Transplant patients need to be made aware of skin cancer risk

BMJ 2002; 324 doi: https://doi.org/10.1136/bmj.324.7332.296 (Published 02 February 2002) Cite this as: BMJ 2002;324:296
  1. Vandana S Ramrakha-Jones, specialist registrar, dermatology (davana{at}doctors.org.uk)
  1. Dermatology Department, Royal Hospital for Sick Children, Yorkhill NHS Trust, Glasgow G3 8SJ

    EDITOR—Harden et al in their survey of skin cancer surveillance in recipients of renal transplants have highlighted the fact that monitoring of these patients is inadequate.1 They say that patient information does not necessarily correspond to patient awareness. Despite being given information on skin cancer, many patients remain unaware of the risks of ultraviolet radiation and do not adopt long term sun protection measures.2

    The risk of non-melanoma skin cancer in renal transplant patients increases steadily with length of time since transplantation.3 In this group skin cancer presents earlier and is more aggressive. It is therefore important to target the paediatric transplant population. We performed a questionnaire survey of the cohort of 39 Scottish paediatric patients who received kidneys between 1987 and 2000.4 We aimed to assess parents' awareness of the need for sun protection, the sun protection measures used, and their children's attitudes to the sun. We sent a questionnaire to each child and parent.

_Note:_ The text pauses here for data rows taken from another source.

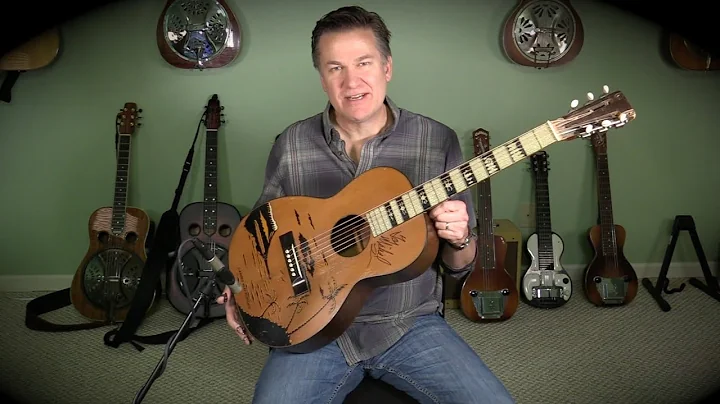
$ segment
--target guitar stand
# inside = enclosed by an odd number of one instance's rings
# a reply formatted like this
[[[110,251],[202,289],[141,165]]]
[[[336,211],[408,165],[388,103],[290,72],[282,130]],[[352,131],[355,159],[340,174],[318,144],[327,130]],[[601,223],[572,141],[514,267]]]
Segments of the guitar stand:
[[[201,304],[204,304],[204,306],[207,308],[210,306],[209,296],[211,296],[211,293],[213,289],[215,288],[215,279],[217,277],[217,273],[213,271],[212,275],[210,275],[207,278],[207,281],[205,282],[205,285],[200,290],[200,295],[197,298],[197,301],[195,302],[195,305],[193,305],[192,309],[188,313],[187,317],[185,318],[185,321],[183,321],[182,325],[180,326],[180,329],[173,335],[170,340],[168,341],[167,345],[165,345],[165,351],[163,352],[163,357],[160,358],[160,361],[158,362],[157,366],[155,366],[155,370],[153,370],[152,374],[150,375],[150,378],[148,378],[148,381],[145,382],[142,389],[137,392],[135,395],[135,399],[133,400],[133,404],[139,404],[142,402],[142,400],[145,398],[145,395],[147,394],[148,390],[150,390],[150,386],[157,380],[163,372],[165,372],[165,366],[167,365],[167,360],[170,357],[170,354],[175,349],[175,346],[179,341],[182,341],[187,336],[188,327],[190,326],[190,323],[195,318],[195,315],[197,313],[198,308]]]
[[[677,244],[678,237],[680,236],[680,232],[683,230],[690,233],[695,253],[700,261],[700,266],[705,277],[705,284],[695,278],[690,278],[688,282],[715,300],[720,301],[720,287],[718,287],[717,278],[715,278],[710,272],[710,266],[705,258],[705,252],[703,251],[702,244],[700,244],[700,238],[697,234],[695,220],[690,215],[678,215],[675,216],[672,237],[670,238],[670,243],[665,250],[665,259],[663,260],[662,267],[660,268],[660,275],[658,276],[657,283],[653,285],[648,278],[644,278],[642,280],[643,286],[645,286],[650,295],[655,298],[655,301],[660,306],[660,309],[665,312],[670,311],[670,304],[663,299],[662,293],[665,292],[667,294],[672,294],[682,292],[682,290],[685,289],[685,283],[682,283],[679,288],[668,289],[670,281],[667,278],[667,272],[670,268],[673,253],[675,252],[675,246]]]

    Twenty six of the 39 (67%) questionnaires were returned. The patients were aged 6-17 years, and time since transplant varied from 6 months to 13 years. Whereas 24 of the 26 parents were aware that their child needed sun protection, only six were aware of their child's specific increased skin cancer risk as a result of immune suppression. Twenty four of the 26 children had sunscreen applied to exposed areas when on holiday. Far fewer used the more effective measures of wearing protective clothing (11) or avoiding the midday sun (4). Only a small proportion (6) used these measures daily during the British summer. Not surprisingly, most children (25/26) liked the sun. It is worrying that seven of them actively sought the sun to get a tan and that seven recalled having had sunburn. Only 13 of the children knew that there was a risk of their skin being damaged by the sun. The problem of non-melanoma skin cancer in transplant recipients needs to be highlighted.

    Children with renal transplants are a particularly vulnerable group. The need for adequate and appropriate sun protection in this group needs to be emphasised by all professionals participating in their care.